From John Ross’s April 28 Short Circuit (Institute for Justice):

Readers may recall Tenaha, Tex. officials’ particularly opprobrious abuse of asset forfeiture, which got a write-up in The New Yorker. This week, the Fifth Circuit shares additional details that were news to the editorial staff: During the investigation of the city’s forfeiture practices, the city marshal bugged other officials’ offices, including the mayor. He was also stealing drugs from the evidence room and selling them.

Is it a climate of forfeiture-derived local government finance that attracts this sort of official?
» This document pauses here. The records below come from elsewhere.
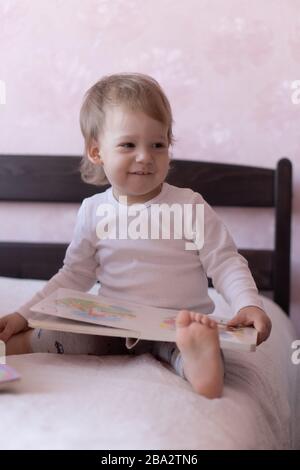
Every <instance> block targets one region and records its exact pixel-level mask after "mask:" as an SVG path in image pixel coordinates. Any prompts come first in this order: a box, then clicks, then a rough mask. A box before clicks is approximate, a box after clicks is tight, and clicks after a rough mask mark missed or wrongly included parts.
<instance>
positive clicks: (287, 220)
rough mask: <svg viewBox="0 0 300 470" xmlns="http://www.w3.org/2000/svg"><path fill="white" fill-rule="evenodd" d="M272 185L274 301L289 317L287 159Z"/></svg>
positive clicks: (288, 235)
mask: <svg viewBox="0 0 300 470" xmlns="http://www.w3.org/2000/svg"><path fill="white" fill-rule="evenodd" d="M274 183H275V184H274V205H275V251H274V269H273V273H274V301H275V302H276V303H277V304H278V305H280V307H281V308H282V309H283V310H284V311H285V312H286V313H287V315H289V305H290V248H291V247H290V245H291V243H290V240H291V210H292V164H291V162H290V160H289V159H287V158H282V159H281V160H279V162H278V164H277V168H276V171H275V181H274Z"/></svg>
I wrote up Sarah Stillman’s New Yorker piece at the time. Overlawyered coverage of Tenaha here, here, here, here, here, here, and here.
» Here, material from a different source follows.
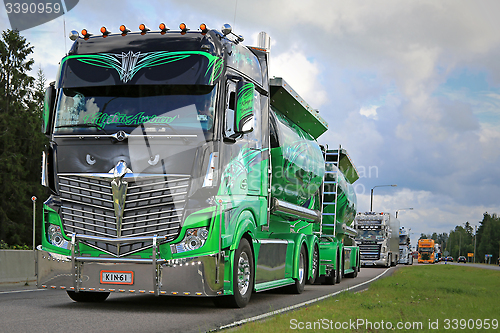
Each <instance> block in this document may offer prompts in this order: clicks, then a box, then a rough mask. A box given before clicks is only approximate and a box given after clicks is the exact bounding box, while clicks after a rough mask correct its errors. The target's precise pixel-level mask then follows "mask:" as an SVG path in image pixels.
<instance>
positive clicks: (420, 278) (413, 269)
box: [237, 265, 500, 333]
Pennsylvania high court limits civil asset forfeiture

In an important decision the Pennsylvania Supreme Court has ruled that to seize property under civil process the state must prove that property played a significant role in crime, and the value seized cannot be disproportionate to the offense [AP/Allentown Morning Call, C.J. Ciaramella/Reason, opinion in car and real estate proceedings involving Elizabeth Young, background Milad Emam, Philadelphia Inquirer 2016 op-ed on Institute for Justice brief] Philadelphia authorities seized Young’s house and minivan after her son sold $90 worth of marijuana on her front porch. Earlier this year I covered a different Pennsylvania intermediate court decision, which also checked the scope of forfeiture law, here.
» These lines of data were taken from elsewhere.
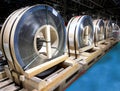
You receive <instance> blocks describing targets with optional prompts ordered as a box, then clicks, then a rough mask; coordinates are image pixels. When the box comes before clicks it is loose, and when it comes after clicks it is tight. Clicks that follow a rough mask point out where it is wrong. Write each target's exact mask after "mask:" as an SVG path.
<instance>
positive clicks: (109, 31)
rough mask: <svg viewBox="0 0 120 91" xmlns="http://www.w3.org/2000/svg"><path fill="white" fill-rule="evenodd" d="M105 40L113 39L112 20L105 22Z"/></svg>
mask: <svg viewBox="0 0 120 91" xmlns="http://www.w3.org/2000/svg"><path fill="white" fill-rule="evenodd" d="M105 28H106V29H105V36H106V37H105V38H109V37H112V22H111V20H107V21H105Z"/></svg>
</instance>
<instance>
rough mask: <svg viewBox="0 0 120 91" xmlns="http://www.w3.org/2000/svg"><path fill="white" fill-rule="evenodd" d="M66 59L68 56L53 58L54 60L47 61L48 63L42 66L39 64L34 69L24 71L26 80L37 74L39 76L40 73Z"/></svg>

Treasury: most structuring money grabs are of otherwise lawful funds

The Treasury Inspector General for Tax Administration has released a new report on federal seizures of funds for the offense of unlawful bank “structuring” — the purposeful keeping of deposits or withdrawals below $10,000, a threshold that triggers reporting by the bank. The report confirms that in the great majority of cases, the funds being deposited or spent were not themselves associated with unlawful activity such as narcotics, tax evasion, or fraud. “The IG took a random sample of 278 IRS forfeiture actions in cases where structuring was the primary basis for seizure. The report found that in 91 percent of those cases, the individuals and business had obtained their money legally.” The seizure of legal source funds appears to have dropped sharply since the announcement of new policies by the IRS in 2014 and the U.S. Department of Justice in 2015. [Christopher Ingraham, Washington Post] Earlier on structuring here.